Vient ensuite le bloc de l’Asie du Sud, qui comprend l’Inde, le Pakistan, le Bangladesh et le Sri Lanka. Ces pays comptent parmi les plus pauvres de la région, leur PIB par habitant n’atteignant qu’un vingtième de celui de l’Asie développée. Ils ne sont pas non plus très bien intégrés avec le reste de la région. Néanmoins, ils ne sont pas dénués d’atouts avec des populations très jeunes et des progrès significatifs réalisés dans le commerce des services aux entreprises. L’Inde représente ainsi à elle seule 13,2% des exportations mondiales dans les technologies de l’information et de la communication, contre 7,5% pour les États-Unis. En outre, malgré la mauvaise qualité des liens commerciaux avec le reste de l’Asie, l’interconnexion dans ce secteur connaît une croissance rapide.

Il faut enfin évoquer les économies très développées, à savoir l’Australie, la Nouvelle-Zélande, le Japon, la Corée du Sud, Taïwan et Singapour. Ces pays affichent des niveaux élevés de PIB par habitant, sont fortement urbanisés, sont à la pointe de la technologie et disposent d’excédents de capitaux.

[3] Source: Pictet Asset Management, CEIC, CNUCED, Banque mondiale. Données de février 2023.

Une adaptation parfaite

Ensemble, les pays asiatiques peuvent faire en sorte que leur croissance s’autoalimente. Compte tenu de leur potentiel de croissance, les capitaux devraient s’y affluer. En 2001, l’Asie représentait 10,2% des flux de capitaux mondiaux, mais d’ici à 2030, ce chiffre sera de 23,6%4. Sur la même période, les flux en direction des États-Unis chuteront de 23,6% à 18,5%5. Selon nous, d’ici à 2030, l’Asie, en intégrant le Japon, représentera 33% du PIB mondial, contre 26% en 2000. Les États-Unis, quant à eux, verront leur part diminuer de 32% à 20% 6.

Et à mesure que l’Asie gagnera en importance économique, elle jouera également un rôle plus important sur les marchés financiers mondiaux. Cela se traduira par une plus grande inclusion dans les indices obligataires mondiaux. Il est en outre probable que cela conduise à la formation de facto d’un bloc du renminbi. En 2006, la corrélation entre la monnaie chinoise et celles des autres économies asiatiques était à peu près nulle. Elle a depuis grimpé à 20%. Au total, le bloc du RMB représente désormais un quart du PIB mondial, soit l’équivalent de la zone euro. Par ailleurs, avec la progression de l’intégration et du développement de la région asiatique, cette proportion ne devrait faire qu’augmenter7.

*Zone euro, Royaume-Uni, Suisse. **Canada, Australie, Nouvelle-Zélande, Norvège et Suède. Source: Pictet Asset Management, Refinitiv, CEIC. Données couvrant la période allant du 01.01.2000 au 01.01.2023.

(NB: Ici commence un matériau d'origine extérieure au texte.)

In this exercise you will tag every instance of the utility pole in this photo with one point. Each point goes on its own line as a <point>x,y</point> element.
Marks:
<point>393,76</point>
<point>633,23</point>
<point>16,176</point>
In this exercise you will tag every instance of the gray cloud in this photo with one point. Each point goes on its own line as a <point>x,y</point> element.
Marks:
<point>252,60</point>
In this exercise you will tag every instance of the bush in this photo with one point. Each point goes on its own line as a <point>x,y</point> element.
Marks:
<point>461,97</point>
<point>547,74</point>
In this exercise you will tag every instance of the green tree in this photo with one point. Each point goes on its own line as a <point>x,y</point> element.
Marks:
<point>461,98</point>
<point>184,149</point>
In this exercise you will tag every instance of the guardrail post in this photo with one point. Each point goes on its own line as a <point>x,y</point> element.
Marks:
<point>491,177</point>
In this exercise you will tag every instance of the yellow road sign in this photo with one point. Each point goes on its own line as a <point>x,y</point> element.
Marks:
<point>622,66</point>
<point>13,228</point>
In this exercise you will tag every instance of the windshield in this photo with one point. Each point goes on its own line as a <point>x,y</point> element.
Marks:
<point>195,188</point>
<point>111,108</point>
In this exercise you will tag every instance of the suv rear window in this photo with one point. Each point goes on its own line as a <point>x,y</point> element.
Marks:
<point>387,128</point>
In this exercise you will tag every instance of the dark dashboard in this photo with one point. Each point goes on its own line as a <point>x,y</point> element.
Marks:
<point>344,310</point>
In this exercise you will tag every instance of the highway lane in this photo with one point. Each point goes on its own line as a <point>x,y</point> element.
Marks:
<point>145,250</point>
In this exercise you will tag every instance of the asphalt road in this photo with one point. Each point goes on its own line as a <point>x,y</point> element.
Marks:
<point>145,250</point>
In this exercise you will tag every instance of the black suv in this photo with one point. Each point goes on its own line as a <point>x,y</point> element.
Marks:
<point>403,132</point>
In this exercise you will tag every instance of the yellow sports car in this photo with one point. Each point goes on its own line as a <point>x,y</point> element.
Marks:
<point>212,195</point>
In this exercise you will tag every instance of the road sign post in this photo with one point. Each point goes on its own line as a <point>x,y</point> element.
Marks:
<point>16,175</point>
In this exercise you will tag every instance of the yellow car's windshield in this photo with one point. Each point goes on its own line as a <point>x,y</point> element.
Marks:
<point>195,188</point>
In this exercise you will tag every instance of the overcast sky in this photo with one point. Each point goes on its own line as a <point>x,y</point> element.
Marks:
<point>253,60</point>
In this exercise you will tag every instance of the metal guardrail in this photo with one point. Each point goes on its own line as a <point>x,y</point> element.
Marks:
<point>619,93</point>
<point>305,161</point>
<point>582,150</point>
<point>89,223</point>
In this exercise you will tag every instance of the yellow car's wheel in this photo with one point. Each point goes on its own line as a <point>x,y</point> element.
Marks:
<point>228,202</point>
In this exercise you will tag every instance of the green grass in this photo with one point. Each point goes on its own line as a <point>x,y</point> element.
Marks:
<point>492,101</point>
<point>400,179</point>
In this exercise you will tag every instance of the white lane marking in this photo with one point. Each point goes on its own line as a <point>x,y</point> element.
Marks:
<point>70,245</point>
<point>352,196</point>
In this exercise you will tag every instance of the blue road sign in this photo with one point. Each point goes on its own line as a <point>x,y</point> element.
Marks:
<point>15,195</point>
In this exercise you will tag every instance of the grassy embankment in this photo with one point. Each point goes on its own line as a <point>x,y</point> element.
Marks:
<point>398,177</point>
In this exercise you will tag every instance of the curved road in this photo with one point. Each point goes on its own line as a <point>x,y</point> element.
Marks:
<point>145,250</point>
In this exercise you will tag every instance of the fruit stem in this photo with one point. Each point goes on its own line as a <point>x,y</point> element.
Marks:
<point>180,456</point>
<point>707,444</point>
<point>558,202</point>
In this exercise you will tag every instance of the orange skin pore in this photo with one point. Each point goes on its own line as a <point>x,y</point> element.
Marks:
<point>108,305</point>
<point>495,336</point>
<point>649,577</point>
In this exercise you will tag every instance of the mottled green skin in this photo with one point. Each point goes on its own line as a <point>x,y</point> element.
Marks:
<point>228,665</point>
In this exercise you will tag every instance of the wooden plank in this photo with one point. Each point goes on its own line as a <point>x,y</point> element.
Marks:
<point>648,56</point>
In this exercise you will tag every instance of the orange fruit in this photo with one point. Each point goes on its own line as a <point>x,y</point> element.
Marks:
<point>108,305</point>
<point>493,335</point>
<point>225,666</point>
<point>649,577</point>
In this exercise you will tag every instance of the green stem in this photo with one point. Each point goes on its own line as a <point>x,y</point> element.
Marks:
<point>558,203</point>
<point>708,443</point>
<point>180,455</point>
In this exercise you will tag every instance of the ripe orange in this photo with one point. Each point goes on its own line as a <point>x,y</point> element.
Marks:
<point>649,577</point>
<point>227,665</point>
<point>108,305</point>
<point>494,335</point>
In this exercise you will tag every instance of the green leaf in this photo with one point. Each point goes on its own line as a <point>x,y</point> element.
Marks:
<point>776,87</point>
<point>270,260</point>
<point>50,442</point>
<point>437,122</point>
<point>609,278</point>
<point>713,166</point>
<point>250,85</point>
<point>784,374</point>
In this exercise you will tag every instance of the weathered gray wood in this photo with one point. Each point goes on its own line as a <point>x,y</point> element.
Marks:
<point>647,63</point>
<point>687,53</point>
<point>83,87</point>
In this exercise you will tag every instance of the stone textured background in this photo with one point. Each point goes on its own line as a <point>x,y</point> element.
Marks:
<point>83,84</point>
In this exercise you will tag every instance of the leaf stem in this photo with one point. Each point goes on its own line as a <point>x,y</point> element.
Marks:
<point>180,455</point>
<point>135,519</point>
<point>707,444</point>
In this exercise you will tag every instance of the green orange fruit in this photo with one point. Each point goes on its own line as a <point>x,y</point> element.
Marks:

Les craintes liées à la fin de la mondialisation sont généralement exagérées, mais, dans le cas de l’Asie, elles sont totalement déplacées. L’intégration et l’interdépendance sont de plus en plus fortes dans la région. Il y a suffisamment de différences et de complémentarités au sein des quatre blocs économiques asiatiques pour générer une croissance autonome, même en cas de stabilisation des échanges de marchandises dans d’autres régions du monde. La Covid, la hausse des taux d’intérêt ainsi que les tensions géopolitiques ont freiné les progrès de l’Asie, cependant la dynamique interne contribuera positivement à l’évolution de l’économie de la région.

[4] D’après une moyenne sur 3 ans.

[5] D’après la moyenne mondiale sur 3 ans, source Pictet Asset Management et CNUCED. Données de février 2023.

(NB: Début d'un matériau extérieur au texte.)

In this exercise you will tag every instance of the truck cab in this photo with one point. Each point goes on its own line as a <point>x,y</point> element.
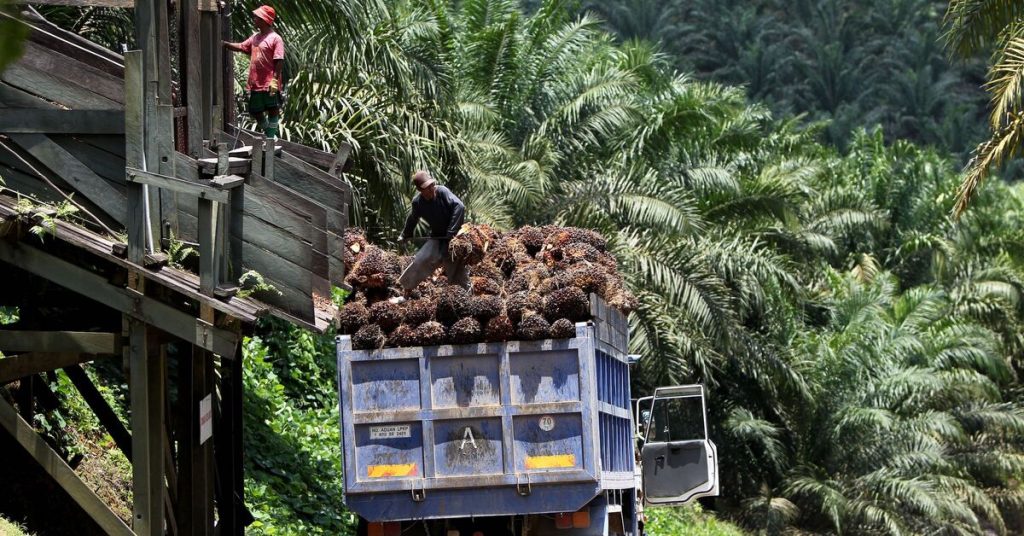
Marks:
<point>678,462</point>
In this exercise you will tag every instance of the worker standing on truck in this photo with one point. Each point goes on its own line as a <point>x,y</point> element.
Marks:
<point>266,58</point>
<point>443,212</point>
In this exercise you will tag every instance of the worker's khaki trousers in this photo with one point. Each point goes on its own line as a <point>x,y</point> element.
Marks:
<point>431,255</point>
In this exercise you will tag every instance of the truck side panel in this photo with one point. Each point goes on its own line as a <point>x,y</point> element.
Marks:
<point>486,429</point>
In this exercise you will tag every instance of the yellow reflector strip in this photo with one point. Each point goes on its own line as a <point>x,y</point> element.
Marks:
<point>547,462</point>
<point>380,471</point>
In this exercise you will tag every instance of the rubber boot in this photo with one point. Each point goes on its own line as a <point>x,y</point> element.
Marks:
<point>272,125</point>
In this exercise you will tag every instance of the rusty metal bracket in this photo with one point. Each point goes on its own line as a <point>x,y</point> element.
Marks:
<point>419,494</point>
<point>523,489</point>
<point>204,338</point>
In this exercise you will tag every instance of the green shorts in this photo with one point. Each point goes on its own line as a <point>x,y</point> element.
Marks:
<point>263,100</point>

[6] Source: Pictet Asset Management, Refinitiv, CEIC. Données de janvier 2023.

[7] La zone monétaire est définie en fonction de l’élasticité du PIB de 48 économies, l’élasticité correspondant au poids de la devise de réserve dans une devise donnée (modèle de régression en deux temps selon Frankel et Wei). Source: Pictet Asset Management, CEIC, Refinitiv. Données de février 2023.